Sessions and Cookies
It is common to collect user information that persists for the duration of the user's visit on the web page.
Temporary user information can be stored in sessions (server side) and cookies client side.
Sessions
Sessions are hold temporary user information on the server in memory. ExpressJS offers session utility to easily configure, write and access session information for a specific user.
Cookies
Cookies will hold user information in the browser and are associated by the domain on which it was created. A web site can only access cookies from its own domain.

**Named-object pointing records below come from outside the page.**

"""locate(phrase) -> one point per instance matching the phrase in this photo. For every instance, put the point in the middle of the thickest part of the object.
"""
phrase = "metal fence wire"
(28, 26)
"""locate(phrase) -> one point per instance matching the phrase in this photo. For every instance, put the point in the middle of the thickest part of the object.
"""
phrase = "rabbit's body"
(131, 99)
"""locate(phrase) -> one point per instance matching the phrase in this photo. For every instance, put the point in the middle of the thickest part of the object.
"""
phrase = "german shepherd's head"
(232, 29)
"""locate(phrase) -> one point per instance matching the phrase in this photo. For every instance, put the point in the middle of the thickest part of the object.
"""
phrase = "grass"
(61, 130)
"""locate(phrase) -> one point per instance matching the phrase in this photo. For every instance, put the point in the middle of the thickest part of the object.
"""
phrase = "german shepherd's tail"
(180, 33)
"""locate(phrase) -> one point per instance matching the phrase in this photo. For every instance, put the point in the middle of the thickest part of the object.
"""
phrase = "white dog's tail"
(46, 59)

Cookies have a shelf life, a time that can be defined by the developer.
Cookies can be created by the server or by Javascript on the browser.

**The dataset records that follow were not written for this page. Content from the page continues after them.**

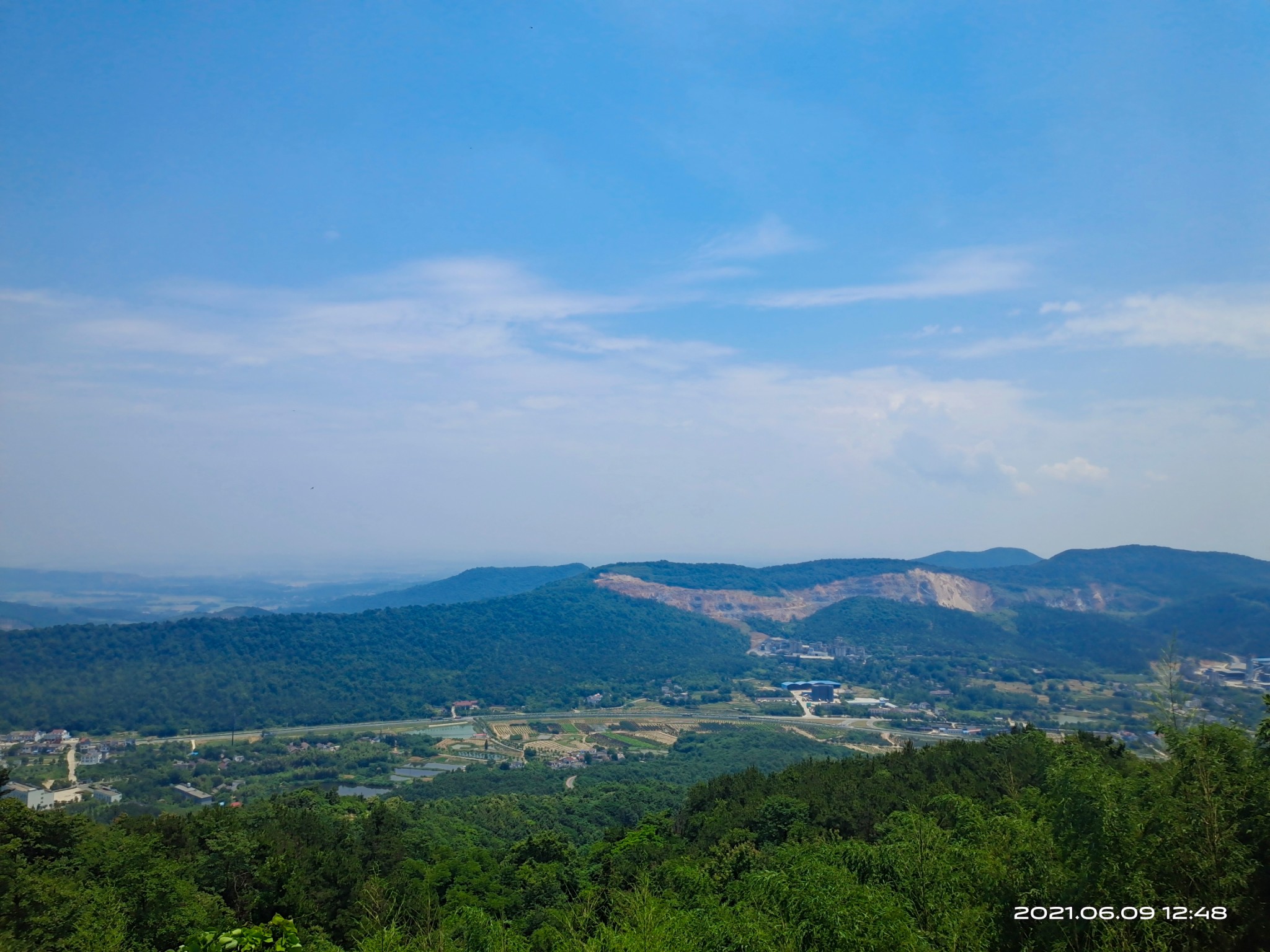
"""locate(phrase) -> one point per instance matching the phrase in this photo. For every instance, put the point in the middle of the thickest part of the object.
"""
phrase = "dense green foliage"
(695, 757)
(549, 648)
(920, 850)
(546, 648)
(1237, 621)
(1153, 571)
(771, 580)
(470, 586)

A cookie might hold information such as your username, your shopping cart or a tracking number.
Demo
Set a username and a favorite color on our Astronaut demo app
http://itpdwdexpresstemplates.herokuapp.com/
Configuring Express
It is common to use both cookies and sessions together.
In app.js, inside the app.configure function
app.configure(function(){
...
// COOKIES COOKIES COOKIES
// INSERT CODE ABOVE app.use(app.router);
// pass a secret to cookieParser() for signed cookies
app.use(express.cookieParser('SECRET_COOKIE_HASH_HERE'));
app.use(express.cookieSession()); // add req.session cookie support
// make sesssion information available to all templates
app.use(function(req, res, next){
res.locals.sessionUserName = req.session.userName;
res.locals.sessionUserColor = req.session.userColor;
next();
});
app.use(app.router);
...
});
Passport Authentication
Passport is an amazing authentication system.Demo includes Passport Local Strategy with Blog post and User example.
Demo: http://dwd-nodejs-passport.herokuapp.com/
Github : https://github.com/johnschimmel/DWD-NodeJS-Passport-Demo
Assignment
Continue to work on your project ideas. Be prepared to show progress in class next week.
Review the Passport Authentication example code.